Given the relentless attacks from Washington on climate science and environmental protections, and the fossil fuel fans running federal agencies dealing with environmental issues, hope for the planet may seem in short supply these days.
However, amidst the bad news making the headlines, there are actually many positive developments to celebrate on Earth Day this year.
Yes, there’s still plenty of work to do to keep our fat out of the fire, so to speak, but let’s look at how much movement there is in the right direction.
Other countries are stepping up
Although China is maligned for its pollution, it became the world leader in solar power capacity in 2016, doubling its solar photovoltaic capacity and installing nearly 1.5 times the amount the U.S. has installed in its entire history.
It also installed almost three times as much wind power as the U.S. Overall, China invested almost $88 billion into renewables in 2016 – one-third more than the U.S.
Further cementing its commitment to renewables, it recently canceled 103 coal-fired power plants that were either planned or under construction – after canceling 60 others in 2016.
Following China’s playbook, in the last few years India has installed nearly as much solar capacity as the three top U.S. states combined – California, New Jersey and Massachusetts. It also has the world’s fourth-largest wind power capacity and has in turn canceled four coal power plants.
Latin America is not far behind. Three of the top five developing countries for clean energy are Chile, Brazil, and Uruguay.
In fact, clean energy investments in emerging nations in South America, as well as the Middle East and Africa, surpassed those in wealthier countries in the Organization for Economic Cooperation and Development (OECD) for the first time last year.

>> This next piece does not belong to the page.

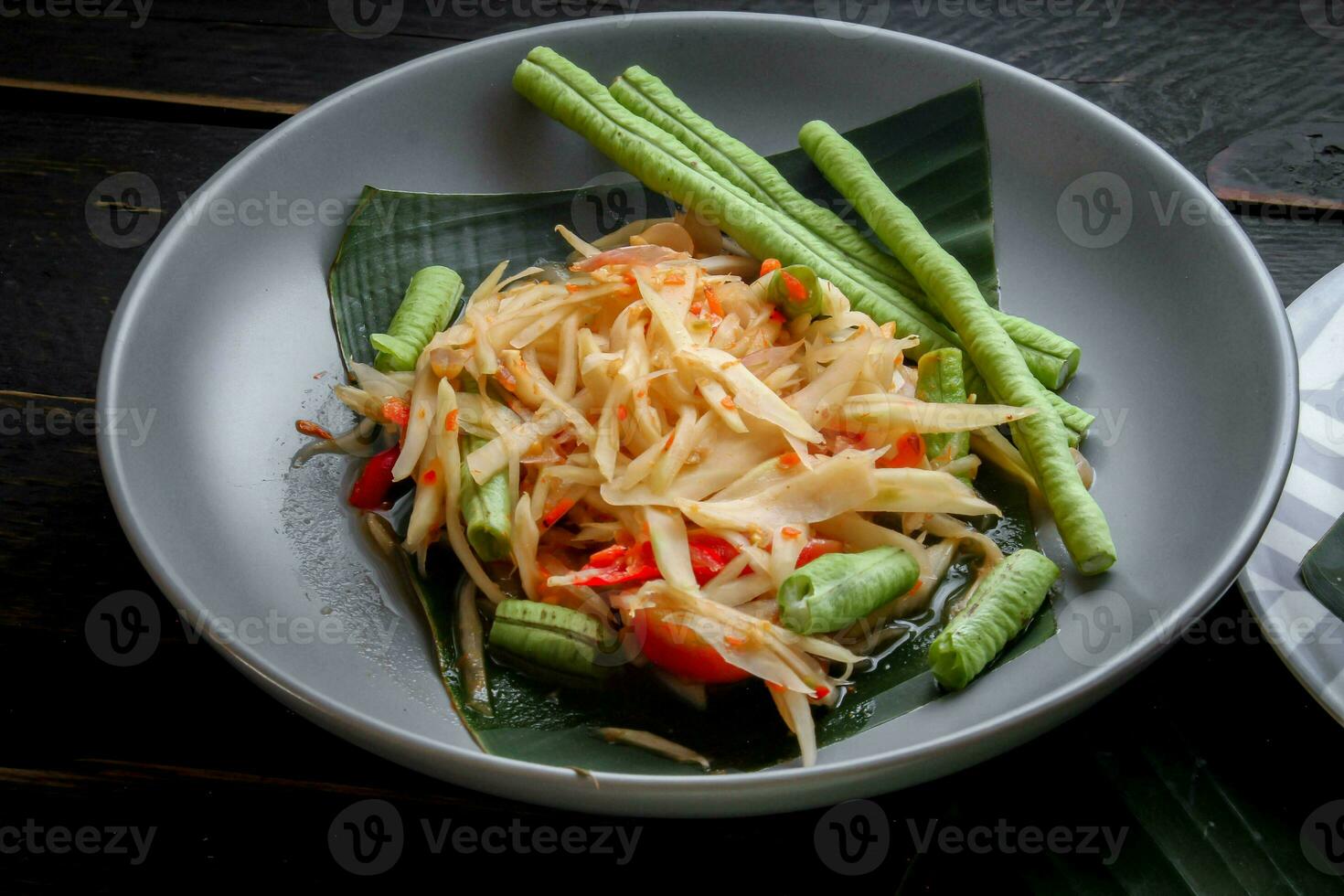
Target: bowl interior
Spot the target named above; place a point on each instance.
(226, 325)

Morocco phased out fossil fuel subsidies and is building the world’s largest concentrated solar plant. Ireland voted to divest its sovereign wealth fund from fossil fuels.
Canada will establish a nationwide price on carbon by 2018. In response to U.S. waffling, numerous countries have re-committed to the emissions reduction pledges they made in the 2015 Paris Agreement, including China, the EU, Australia, India, Indonesia, and Brazil.
Beyond the Paris Agreement, world nations agreed last October to cap and reduce hydrofluorocarbons, a greenhouse gas a thousand times more potent than carbon dioxide.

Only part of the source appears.